In rechtlicher Hinsicht vertrat das Rekursgericht die Auffassung, bei der Kleinkreditevidenz handle es sich um eine öffentlich zugängliche Datenbank gemäß § 28 Abs 2 DSG 2000, wobei sich die zweitbeklagte Partei selbst als deren Auftraggeber iSd § 4 Z 5 DSG qualifiziert habe.

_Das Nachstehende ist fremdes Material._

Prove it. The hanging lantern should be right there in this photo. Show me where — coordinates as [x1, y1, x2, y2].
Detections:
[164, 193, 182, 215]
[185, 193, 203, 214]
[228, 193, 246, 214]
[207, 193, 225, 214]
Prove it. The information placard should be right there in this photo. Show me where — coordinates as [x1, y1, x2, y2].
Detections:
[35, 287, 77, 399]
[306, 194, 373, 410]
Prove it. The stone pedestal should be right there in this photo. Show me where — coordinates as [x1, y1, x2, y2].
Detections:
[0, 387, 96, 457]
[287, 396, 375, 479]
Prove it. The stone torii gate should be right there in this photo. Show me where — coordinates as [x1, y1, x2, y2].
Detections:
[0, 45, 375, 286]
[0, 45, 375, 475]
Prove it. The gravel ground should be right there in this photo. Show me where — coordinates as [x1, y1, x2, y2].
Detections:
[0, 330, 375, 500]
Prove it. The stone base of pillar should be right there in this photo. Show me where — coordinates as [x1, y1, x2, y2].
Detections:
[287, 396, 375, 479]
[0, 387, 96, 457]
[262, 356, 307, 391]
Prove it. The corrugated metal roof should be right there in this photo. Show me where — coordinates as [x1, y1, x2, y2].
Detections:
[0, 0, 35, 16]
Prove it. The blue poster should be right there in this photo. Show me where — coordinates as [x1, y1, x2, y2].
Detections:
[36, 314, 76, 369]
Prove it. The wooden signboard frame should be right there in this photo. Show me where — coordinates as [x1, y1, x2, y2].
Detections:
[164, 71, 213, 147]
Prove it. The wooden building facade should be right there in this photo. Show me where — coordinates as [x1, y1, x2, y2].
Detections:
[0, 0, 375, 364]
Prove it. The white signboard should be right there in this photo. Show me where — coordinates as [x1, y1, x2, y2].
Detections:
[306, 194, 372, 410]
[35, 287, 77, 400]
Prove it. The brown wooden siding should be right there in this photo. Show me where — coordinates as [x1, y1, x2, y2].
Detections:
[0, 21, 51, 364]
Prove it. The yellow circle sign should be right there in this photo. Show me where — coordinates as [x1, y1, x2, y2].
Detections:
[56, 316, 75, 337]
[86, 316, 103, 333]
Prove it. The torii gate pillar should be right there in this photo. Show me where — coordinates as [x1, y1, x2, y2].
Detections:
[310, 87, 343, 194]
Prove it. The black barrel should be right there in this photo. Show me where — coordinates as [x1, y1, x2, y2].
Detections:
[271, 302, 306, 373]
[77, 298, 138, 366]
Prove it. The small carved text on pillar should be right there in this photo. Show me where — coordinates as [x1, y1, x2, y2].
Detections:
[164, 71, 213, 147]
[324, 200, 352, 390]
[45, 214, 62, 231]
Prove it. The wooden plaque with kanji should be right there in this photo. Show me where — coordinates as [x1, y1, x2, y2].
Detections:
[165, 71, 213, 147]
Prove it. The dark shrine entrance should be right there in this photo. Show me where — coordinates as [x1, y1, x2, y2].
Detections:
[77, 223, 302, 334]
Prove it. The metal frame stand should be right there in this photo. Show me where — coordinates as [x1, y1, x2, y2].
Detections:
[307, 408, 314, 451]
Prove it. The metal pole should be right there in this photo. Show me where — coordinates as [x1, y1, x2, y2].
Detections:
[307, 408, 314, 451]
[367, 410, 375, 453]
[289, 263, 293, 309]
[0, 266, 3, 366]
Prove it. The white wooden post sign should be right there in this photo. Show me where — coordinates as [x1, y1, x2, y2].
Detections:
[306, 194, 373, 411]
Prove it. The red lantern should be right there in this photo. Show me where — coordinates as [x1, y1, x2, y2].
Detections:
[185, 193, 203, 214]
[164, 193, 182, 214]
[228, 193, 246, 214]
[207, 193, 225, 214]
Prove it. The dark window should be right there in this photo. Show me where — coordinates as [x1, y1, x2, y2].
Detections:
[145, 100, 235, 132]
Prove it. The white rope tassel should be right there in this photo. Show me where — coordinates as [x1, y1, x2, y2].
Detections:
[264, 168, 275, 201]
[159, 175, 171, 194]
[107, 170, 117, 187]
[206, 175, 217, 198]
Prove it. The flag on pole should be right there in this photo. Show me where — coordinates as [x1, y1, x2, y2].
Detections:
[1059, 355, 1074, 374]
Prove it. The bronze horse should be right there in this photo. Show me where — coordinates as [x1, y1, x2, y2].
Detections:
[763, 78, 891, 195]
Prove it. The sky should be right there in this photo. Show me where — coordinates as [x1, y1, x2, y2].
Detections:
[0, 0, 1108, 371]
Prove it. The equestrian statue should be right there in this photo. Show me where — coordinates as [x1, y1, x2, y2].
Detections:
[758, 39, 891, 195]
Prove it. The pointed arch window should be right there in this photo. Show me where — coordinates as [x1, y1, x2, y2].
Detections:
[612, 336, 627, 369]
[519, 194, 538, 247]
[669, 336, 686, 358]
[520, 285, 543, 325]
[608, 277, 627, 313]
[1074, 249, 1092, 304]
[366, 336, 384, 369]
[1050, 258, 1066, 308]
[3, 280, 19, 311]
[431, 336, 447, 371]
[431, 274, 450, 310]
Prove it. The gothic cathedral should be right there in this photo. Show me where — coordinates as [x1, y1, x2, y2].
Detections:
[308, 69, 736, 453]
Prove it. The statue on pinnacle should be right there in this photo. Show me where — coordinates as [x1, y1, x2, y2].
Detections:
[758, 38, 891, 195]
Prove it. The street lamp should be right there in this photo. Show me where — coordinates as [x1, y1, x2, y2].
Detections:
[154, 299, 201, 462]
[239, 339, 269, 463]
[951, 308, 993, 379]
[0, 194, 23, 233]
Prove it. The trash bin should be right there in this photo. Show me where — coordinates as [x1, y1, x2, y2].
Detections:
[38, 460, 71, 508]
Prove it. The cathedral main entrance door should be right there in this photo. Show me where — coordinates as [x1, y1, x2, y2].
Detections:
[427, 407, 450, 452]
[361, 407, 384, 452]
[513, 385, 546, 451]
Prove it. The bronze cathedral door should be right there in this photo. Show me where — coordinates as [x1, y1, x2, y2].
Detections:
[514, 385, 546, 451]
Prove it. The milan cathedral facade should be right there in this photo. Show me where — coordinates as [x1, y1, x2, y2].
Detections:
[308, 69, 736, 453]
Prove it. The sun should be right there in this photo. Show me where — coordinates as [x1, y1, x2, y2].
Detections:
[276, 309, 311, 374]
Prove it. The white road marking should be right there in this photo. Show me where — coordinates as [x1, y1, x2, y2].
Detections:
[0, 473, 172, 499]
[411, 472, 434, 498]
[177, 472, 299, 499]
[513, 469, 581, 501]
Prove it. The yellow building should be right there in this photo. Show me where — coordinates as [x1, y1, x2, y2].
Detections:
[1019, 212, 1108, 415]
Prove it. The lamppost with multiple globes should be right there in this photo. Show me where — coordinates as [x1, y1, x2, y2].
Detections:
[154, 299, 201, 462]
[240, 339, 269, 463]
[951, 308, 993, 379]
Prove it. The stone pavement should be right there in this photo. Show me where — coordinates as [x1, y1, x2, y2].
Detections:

Die Erklärung, die Daten würden im Juni 2014 gelöscht werden, sei als Verweigerung der Löschung zu verstehen.
Rechtliche Beurteilung
Der Revisionsrekurs der zweitbeklagten Partei ist zulässig; er ist auch berechtigt.
1. Es ist zwischen den am Revisionsrekursverfahren beteiligten Parteien nicht (mehr) strittig (vgl Seite 4 der Revisionsrekursbeantwortung für den Kläger), dass es sich bei der Kleinkreditevidenz (vgl dazu auch 6 Ob 41/09m, wo diese Evidenz als Konsumentenkreditevidenz bezeichnet wird) um ein Informationsverbundsystem nach § 4 Z 13, § 50 DSG 2000 handelt (vgl auch Jahnel, Datenschutzrecht [2010] Rz 8/93) und dass an diesem die zweitbeklagte Partei einerseits als Auftraggeber beteiligt ist, indem sie - neben anderen Auftraggebern, nämlich Kreditinstituten, Leasingunternehmen und kreditgebenden Versicherungsunternehmen - Daten über die Kreditvergabe an Privatpersonen und Klein- und Mittelunternehmen (KMU) beziehungsweise weitere bonitätsrelevante Daten, die aus öffentlich zugänglichen Quellen entnommen werden können, an dieses Informationsverbundsystem einmeldet, sowie andererseits Betreiberin des Systems iSd § 50 DSG 2000 ist (vgl DSK vom 12. 12. 2007, Zl K600.033-018/0002-DVR/2007).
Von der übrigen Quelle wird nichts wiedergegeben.